The main factors that contribute to a website’s CO2 footprint are:
Page bloat: Web pages that have lots of big images & videos (or lots and lots of asset files) need to push more data over the Internet. That means more bandwidth, more routers, more signal boosters and everything else that goes in to moving data from web servers to visitors.
Energy source: If your web server is in a data centre that’s powered by coal, that’s going to have a much (much) higher carbon footprint that a data centre powered by solar & wind.
Put simply, an efficiently structured website that’s hosted in data centre powered by renewables will have a lower CO2 footprint than a bulky image-heavy site hosted in a data centre powered by a coal-powered grid.
Analyse your site
The first thing to do is run an analysis of your site: https://www.websitecarbon.com/

Enter your website’s front page (or any page you want to check) then hit “Calculate”. You should receive a report like this:

Scroll down a bit and you’ll get a summary of the CO2 impact due to transferring the site over the Internet, and confirmation of the data centre’s energy sustainability.

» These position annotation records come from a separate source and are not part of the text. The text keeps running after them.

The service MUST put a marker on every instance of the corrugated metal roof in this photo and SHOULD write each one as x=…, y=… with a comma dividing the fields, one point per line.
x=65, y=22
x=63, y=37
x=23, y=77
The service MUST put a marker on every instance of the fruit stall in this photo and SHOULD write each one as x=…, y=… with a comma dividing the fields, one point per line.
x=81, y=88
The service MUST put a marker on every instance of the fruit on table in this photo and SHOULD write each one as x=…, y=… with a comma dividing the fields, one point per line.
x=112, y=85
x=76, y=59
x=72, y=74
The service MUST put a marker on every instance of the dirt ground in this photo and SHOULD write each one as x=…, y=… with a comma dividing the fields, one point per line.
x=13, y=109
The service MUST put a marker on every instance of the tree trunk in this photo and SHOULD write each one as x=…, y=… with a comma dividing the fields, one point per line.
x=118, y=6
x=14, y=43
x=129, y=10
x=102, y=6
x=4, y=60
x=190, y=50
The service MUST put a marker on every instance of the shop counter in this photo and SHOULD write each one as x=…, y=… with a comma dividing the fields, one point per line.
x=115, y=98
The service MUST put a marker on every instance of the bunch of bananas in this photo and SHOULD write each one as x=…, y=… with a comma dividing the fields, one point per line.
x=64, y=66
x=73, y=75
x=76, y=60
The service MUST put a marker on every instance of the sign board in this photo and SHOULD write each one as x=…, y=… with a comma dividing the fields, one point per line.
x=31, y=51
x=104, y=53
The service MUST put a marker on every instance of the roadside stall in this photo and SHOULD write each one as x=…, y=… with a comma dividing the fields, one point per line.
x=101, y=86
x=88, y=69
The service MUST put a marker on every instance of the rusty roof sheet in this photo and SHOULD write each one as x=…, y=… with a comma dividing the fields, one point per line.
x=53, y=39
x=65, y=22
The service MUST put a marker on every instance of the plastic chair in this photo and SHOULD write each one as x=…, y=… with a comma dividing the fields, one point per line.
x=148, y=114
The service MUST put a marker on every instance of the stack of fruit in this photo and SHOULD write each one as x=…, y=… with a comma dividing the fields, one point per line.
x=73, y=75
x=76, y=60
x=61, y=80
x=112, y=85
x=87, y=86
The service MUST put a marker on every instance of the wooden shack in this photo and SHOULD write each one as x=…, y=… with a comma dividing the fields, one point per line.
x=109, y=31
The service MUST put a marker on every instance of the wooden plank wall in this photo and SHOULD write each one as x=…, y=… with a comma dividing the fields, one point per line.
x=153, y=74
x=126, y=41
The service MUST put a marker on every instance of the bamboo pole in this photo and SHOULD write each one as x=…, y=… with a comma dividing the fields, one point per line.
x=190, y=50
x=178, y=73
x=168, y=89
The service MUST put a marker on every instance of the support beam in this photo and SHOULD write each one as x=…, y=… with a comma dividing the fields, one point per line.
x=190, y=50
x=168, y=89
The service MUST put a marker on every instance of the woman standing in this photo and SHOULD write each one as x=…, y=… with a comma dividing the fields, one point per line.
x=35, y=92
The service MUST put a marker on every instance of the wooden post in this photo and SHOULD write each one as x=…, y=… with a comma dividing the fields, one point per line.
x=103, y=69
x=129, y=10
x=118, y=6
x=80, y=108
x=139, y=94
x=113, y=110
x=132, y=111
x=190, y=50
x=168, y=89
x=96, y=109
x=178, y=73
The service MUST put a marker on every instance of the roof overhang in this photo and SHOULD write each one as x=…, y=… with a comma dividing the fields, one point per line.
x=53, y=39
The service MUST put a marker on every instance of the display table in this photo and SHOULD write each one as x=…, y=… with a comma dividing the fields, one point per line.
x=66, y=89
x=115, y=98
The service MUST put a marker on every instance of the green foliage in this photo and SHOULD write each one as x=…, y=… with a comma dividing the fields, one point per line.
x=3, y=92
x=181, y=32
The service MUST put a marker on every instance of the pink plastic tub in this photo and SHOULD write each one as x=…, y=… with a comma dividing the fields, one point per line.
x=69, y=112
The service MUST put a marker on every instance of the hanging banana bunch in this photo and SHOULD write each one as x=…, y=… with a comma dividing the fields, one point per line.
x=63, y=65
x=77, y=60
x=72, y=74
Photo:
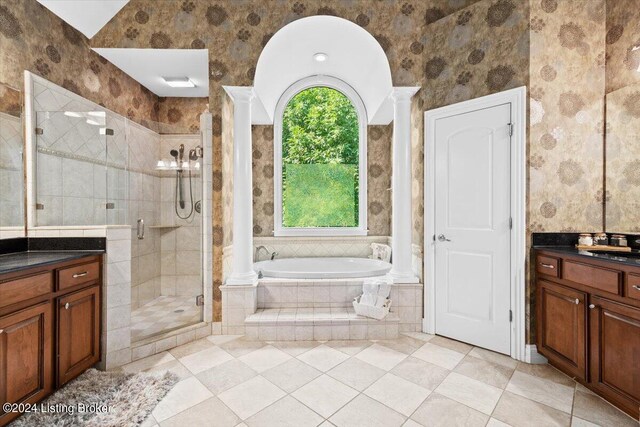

Hosting powered by renewables
If your web server is in a data centre that isn’t powered by renewables – this is the first thing to fix. It has the biggest impact on your website’s and is an easy win.
Most hosting providers powered by renewables will advertise that fact (Headwall Hosting only uses web servers powered by renewables). The UK is doing quite well on this front, but never assume. If you’re looking at a website hosting package that is suspiciously cheap and doesn’t mention renewables, it’s a good bet they’re using the cheapest energy provider at any given time (which could be anybody).
Simplify your page-load
This option is worth pursuing, but can involve some effort:
Technical adjustments
- Reduce the number of CSS and JavaScript files on each page load with an asset minification & aggregator plugin (e.g. Autoptimize).
- Check your images, and convert them to a modern format like WEBP, instead oof older JPEG and PNG formats. This can drastically reduce file sizes.
- Make sure your below-the-fold images are lazy loaded.
- Use a free tool like GTmetrix.com to analyse the size of your page-load before and after making any changes – it tells you how many MB each page-load is on the Waterfall tab.
Content adjustments
- If you use a video in your page hero, outsource it to a CDN like BunnyNet or Cloudflare. This will place the large video file(s) geographically close to your website visitors, reducing how much data needs to be carried over large network distances.
- Check your images’ pixel dimensions. If most of your website visitors are using mobile devices, do you really need featured images that are more than 2,000 pixels wide?
In short… keep things lean and always check your images.